Open jasoninirio opened 2 years ago

jasoninirio commented 2 years ago

@gefa The serialization prints out the frames in a 2D array instead of one (do you want to return a 1D array per frame?). The 2D array is as follows: serialization_data[x] refers to the frame number (i.e. serialization_data[0] refers to frame 0).

Is this the right method on approaching this? I figured since a RB that's full of 1s means that there is no jammer affecting it. Does a single point of 0 refer to the RB being jammed? I want to know I am implementing these methods correctly.

jasoninirio commented 2 years ago
 if jamType==1: # narrow band jammer
            # jam every frame with one pixel,
            # ASSUME once jammed RB stays zero for a long time after
            # TODO we should think how to model this...
            grid[jamSF][jamSC] = 0

            #  jump by 1 pixel
            # TODO wrap in a smarter way, more like what happens in reality
            # TODO change ranom walk to explore whole grid more uniformly
            jamSC = (jamSC + choice([1,0,-1]))%10
            jamSF = (jamSF + choice([1,0,-1]))%10
        _frames.append(grid)

this part of the code confirms my question.

gefa commented 2 years ago

Hi @jasoninirio ,

I was using 1s to represent channel usage (aka resource block allocation). I was using 0s to "jam" (hence grid[jamSF][jamSC] = 0). Jamming a particular resource block turns it from "channel in use" - 1 to "channel not in use" - 0. Feel free to change this if it fits to ML model better. After all it's easy to flips 1s to 0s or vice versa.

And yes, you'll probably need serialization, thanks for adding that and the pseudodata. I assume you just randomly added 1s and 0s in 10x10 grid.

INPUT DATA FORMAT Now we need to decide in what exact shape we feed the data to ML. Intuitively, I think we need to feed multiple 10x10 grids into ML model at once. Because, the way ML will detect malicious grid use is by changes in block use. Single 10x10 grid gives you instantaneous usage "snapshot". We need at least two 10x10 grids to get the "difference" in block allocation. Does this make sense? This begs the question: should we just feed the difference in the ML? But let's not, for now.

JAMMED INPUT Let's say each of 1000 pseudodata testcases will have O=5 10x10 grids (O for observation time).

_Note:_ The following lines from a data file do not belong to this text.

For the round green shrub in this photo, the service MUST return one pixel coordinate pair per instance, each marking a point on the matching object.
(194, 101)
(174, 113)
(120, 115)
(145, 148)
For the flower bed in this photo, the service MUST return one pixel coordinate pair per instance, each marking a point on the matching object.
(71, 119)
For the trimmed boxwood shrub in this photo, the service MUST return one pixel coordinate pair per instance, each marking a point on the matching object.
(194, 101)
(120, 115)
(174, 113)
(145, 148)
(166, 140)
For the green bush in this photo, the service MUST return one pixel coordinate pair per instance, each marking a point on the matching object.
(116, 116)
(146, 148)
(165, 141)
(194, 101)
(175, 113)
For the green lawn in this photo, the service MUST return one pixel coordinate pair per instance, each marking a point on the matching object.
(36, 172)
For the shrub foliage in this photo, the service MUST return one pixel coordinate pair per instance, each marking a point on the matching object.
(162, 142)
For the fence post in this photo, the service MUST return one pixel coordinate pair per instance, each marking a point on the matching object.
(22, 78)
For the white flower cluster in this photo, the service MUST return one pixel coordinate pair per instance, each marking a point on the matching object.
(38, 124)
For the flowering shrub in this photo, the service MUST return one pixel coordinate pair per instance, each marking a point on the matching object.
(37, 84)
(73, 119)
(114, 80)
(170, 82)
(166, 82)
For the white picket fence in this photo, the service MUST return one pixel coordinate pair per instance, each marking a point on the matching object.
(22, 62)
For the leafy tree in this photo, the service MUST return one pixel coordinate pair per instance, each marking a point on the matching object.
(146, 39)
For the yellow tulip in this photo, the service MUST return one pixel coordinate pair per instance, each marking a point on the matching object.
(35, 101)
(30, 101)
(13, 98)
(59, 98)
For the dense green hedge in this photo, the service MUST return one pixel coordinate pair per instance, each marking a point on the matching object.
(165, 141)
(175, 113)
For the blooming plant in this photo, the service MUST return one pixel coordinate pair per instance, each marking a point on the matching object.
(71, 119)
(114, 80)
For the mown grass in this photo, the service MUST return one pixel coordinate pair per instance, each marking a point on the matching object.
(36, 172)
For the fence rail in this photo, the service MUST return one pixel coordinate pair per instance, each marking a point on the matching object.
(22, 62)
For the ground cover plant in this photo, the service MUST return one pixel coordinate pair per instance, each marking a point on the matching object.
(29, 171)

You'll serialize these O=5 grids in the same order for each training trial / testing trial. Let's say malicious / jammed testcases will have bit flips lasting for only J=1 10x10 grid instance (J for jamming time). Does this make sense?

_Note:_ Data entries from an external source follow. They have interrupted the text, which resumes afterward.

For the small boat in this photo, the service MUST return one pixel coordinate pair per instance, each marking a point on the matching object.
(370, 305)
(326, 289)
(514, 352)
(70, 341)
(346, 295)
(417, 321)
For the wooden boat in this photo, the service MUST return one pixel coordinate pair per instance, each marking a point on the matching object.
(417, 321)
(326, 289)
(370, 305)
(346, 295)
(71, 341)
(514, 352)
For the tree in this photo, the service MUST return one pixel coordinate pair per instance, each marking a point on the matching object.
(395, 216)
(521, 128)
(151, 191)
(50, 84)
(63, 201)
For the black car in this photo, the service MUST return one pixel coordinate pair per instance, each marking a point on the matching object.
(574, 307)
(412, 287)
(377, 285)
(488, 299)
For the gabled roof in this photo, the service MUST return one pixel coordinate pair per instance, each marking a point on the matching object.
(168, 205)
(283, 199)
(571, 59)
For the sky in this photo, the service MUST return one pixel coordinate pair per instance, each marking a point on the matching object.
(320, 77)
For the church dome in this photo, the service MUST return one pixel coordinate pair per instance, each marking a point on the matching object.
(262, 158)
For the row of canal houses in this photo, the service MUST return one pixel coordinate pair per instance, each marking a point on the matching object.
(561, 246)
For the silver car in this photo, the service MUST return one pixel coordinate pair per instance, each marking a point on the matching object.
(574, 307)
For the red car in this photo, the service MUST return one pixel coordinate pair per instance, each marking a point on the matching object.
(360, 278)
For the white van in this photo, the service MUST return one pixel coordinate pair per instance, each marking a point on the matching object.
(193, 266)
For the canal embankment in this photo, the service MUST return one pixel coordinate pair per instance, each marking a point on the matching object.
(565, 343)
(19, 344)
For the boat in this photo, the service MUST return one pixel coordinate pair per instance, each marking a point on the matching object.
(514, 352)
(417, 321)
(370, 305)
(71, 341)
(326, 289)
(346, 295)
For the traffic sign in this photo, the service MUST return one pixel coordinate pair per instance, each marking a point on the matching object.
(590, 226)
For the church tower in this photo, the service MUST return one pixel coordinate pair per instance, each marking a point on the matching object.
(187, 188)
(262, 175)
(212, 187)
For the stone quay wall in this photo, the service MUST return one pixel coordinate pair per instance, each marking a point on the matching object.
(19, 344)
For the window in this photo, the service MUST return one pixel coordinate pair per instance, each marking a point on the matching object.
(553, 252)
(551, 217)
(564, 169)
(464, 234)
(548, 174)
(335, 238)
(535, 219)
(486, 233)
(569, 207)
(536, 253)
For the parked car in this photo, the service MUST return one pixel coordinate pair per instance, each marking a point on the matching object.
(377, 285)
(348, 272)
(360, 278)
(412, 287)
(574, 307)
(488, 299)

NOT JAMMED INPUT Normal, benign resource grid testcase will consist of O=5 10x10 identical grids, that is, no bit flips present.

Let's say you randomly corrupt 50% of these 1000 testcases with these short J=1 bit flips.

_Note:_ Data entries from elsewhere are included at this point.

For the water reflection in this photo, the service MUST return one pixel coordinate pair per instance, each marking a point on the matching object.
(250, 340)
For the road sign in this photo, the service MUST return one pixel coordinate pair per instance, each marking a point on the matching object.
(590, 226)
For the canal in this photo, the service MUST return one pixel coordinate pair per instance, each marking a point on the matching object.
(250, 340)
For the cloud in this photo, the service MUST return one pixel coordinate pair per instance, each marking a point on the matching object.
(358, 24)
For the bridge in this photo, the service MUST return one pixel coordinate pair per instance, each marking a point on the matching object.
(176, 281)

Could you modify pseudodata like this by the end of today? So we can have relaxing extended weekend. :) And please tell me how long does it take to train on say 20% of these 1000 test cases? This is just to make sure that the size of this input data is reasonable for your chosen ML model. Then we'll look into accuracy of detection, adding noise, changing some parameters etc.